US District Judge Catherine Eagles’ ruling came in a case brought by Dem North Carolina Attorney General Josh Stein’s 2020 campaign and other plaintiffs who last week had sued members of the State Board of Elections and Wake County District Attorney Lorrin Freeman. Stein is seeking to block Freeman from prosecuting his 2020 campaign over an ad calling out loser Republican AG challenger Forsyth County DA Jim O’Neill over his office’s handling of rape kits. O’Neill had lodged a complaint with the State Board of Elections in September 2020 over the Shapiro attack ad, which said his office had “left 1,500 rape kits sitting on a shelf,” an assertion O’Neill said was false because law enforcement and not prosecutors are responsible for processing that evidence.
As a practical matter it would probably be pretty hard to prosecute and adjudicate this case fairly and justly. On one hand as the incumbent attorney general Stein should’ve known this.
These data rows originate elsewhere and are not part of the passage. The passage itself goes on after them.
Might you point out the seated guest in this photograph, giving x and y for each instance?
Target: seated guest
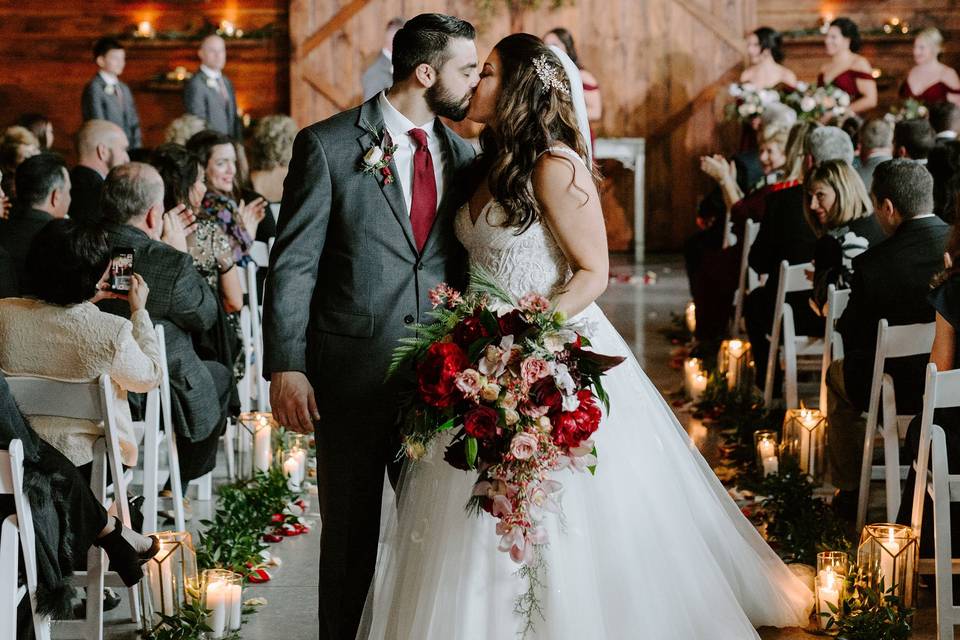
(101, 145)
(270, 149)
(913, 139)
(60, 333)
(785, 235)
(44, 187)
(106, 97)
(890, 280)
(180, 300)
(876, 146)
(223, 201)
(838, 210)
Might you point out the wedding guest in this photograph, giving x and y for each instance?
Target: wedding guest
(890, 280)
(765, 52)
(101, 146)
(847, 70)
(930, 81)
(40, 126)
(562, 38)
(913, 139)
(44, 187)
(60, 333)
(839, 211)
(183, 128)
(209, 93)
(379, 75)
(785, 235)
(180, 300)
(106, 97)
(270, 149)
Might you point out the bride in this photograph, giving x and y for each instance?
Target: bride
(651, 546)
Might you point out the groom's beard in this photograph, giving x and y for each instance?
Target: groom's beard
(443, 103)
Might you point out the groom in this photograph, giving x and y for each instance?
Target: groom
(365, 231)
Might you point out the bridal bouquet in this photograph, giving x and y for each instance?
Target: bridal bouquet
(519, 391)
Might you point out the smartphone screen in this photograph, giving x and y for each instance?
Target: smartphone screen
(121, 269)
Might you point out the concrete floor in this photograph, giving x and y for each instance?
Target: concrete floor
(639, 312)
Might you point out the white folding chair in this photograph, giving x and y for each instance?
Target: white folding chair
(837, 301)
(797, 351)
(749, 280)
(892, 342)
(17, 537)
(942, 390)
(85, 401)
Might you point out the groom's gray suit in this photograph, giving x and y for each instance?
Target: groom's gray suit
(345, 283)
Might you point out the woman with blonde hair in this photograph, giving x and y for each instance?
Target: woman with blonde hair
(930, 80)
(839, 211)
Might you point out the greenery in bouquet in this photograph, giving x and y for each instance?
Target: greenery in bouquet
(818, 103)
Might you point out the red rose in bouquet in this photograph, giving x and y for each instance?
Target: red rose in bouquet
(437, 372)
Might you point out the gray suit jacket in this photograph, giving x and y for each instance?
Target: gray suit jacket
(207, 102)
(378, 77)
(182, 301)
(346, 280)
(117, 107)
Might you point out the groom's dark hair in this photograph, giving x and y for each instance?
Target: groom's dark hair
(424, 39)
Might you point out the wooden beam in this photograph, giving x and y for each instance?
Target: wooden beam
(332, 25)
(713, 22)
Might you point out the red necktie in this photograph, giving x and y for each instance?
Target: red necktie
(423, 206)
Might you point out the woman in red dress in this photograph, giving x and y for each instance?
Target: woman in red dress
(847, 70)
(930, 81)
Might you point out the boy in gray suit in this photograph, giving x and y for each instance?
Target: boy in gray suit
(107, 98)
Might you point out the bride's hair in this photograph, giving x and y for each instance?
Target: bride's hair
(532, 117)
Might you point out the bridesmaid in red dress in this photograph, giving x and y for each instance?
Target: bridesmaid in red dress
(930, 81)
(846, 69)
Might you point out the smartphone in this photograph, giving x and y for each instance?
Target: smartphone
(121, 269)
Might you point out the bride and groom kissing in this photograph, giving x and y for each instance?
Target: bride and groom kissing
(382, 203)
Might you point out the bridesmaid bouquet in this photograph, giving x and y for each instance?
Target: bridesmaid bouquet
(520, 391)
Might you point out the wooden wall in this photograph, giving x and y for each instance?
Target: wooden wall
(46, 51)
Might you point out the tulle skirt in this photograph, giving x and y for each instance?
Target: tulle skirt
(650, 547)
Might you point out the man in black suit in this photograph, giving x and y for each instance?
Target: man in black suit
(101, 146)
(43, 193)
(785, 235)
(890, 280)
(180, 300)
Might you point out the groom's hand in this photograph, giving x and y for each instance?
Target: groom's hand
(294, 404)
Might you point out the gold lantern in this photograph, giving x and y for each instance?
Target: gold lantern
(830, 583)
(735, 362)
(168, 577)
(804, 440)
(765, 444)
(223, 597)
(889, 553)
(255, 443)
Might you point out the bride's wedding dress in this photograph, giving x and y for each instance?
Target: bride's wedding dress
(651, 547)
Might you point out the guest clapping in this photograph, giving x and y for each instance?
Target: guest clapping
(847, 70)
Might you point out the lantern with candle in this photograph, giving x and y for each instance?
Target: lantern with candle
(735, 362)
(889, 553)
(223, 597)
(168, 577)
(765, 443)
(804, 439)
(832, 569)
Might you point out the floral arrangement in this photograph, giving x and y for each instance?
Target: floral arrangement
(749, 101)
(520, 393)
(816, 103)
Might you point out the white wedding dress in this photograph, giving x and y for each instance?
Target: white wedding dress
(651, 547)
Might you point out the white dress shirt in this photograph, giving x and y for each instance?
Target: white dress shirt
(397, 126)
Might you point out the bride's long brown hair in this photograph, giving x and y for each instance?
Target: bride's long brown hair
(531, 117)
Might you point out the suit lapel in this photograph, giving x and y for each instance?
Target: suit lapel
(371, 121)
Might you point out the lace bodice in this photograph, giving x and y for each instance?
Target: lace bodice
(529, 262)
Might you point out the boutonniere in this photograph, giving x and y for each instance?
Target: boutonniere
(378, 157)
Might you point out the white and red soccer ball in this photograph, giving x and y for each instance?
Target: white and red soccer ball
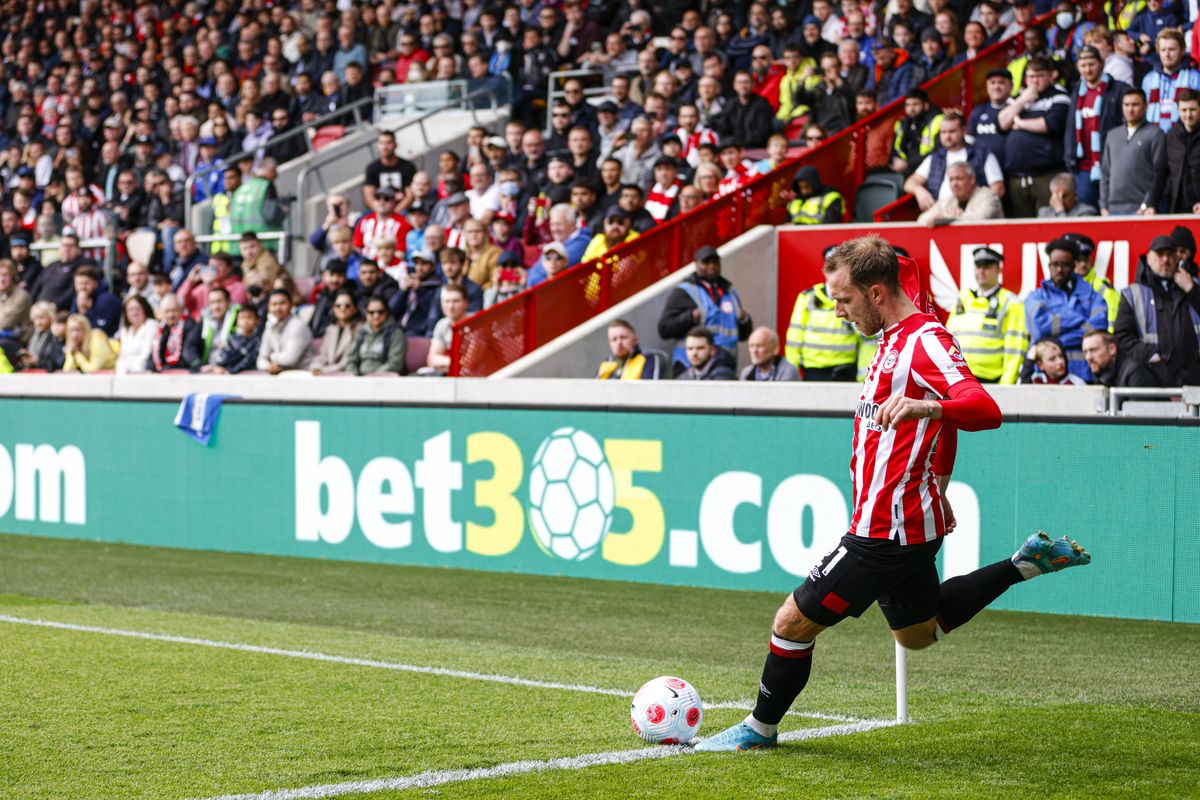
(667, 711)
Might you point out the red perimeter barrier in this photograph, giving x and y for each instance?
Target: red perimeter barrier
(498, 336)
(945, 253)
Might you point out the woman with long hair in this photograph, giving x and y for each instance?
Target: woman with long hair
(87, 348)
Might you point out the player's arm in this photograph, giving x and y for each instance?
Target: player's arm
(967, 407)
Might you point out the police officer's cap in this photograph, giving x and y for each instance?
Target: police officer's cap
(1085, 244)
(985, 256)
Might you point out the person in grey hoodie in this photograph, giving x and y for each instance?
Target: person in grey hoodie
(1132, 169)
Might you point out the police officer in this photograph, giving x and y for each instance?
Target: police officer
(989, 324)
(815, 203)
(820, 344)
(1085, 265)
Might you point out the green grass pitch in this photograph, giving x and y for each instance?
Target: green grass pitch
(1013, 705)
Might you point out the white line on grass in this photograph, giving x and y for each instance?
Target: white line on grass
(431, 779)
(513, 680)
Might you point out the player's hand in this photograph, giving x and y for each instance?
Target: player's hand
(898, 409)
(948, 515)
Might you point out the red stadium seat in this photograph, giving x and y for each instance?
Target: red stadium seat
(418, 353)
(327, 136)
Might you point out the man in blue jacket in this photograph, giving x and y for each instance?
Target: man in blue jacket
(1065, 307)
(1096, 109)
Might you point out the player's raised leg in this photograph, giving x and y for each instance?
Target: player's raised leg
(966, 595)
(784, 677)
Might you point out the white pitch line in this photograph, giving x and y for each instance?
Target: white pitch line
(431, 779)
(443, 672)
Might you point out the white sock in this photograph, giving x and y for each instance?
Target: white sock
(761, 728)
(1027, 569)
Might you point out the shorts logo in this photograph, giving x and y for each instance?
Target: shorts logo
(834, 603)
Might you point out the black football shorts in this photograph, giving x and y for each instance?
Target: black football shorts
(859, 571)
On the other, it’s a pretty ambiguous situation as a district attorney should have influence over local law enforcement and at least publicly could’ve pressured them to get their shit together, meaning Shapiro’s defense would be his campaign ad was merely calling out O’Neill on inaction. Such a law should not be struck so much fine tuned to carry an extremely high burden of proof, probably something on par with the actual malice standard of civil defamation.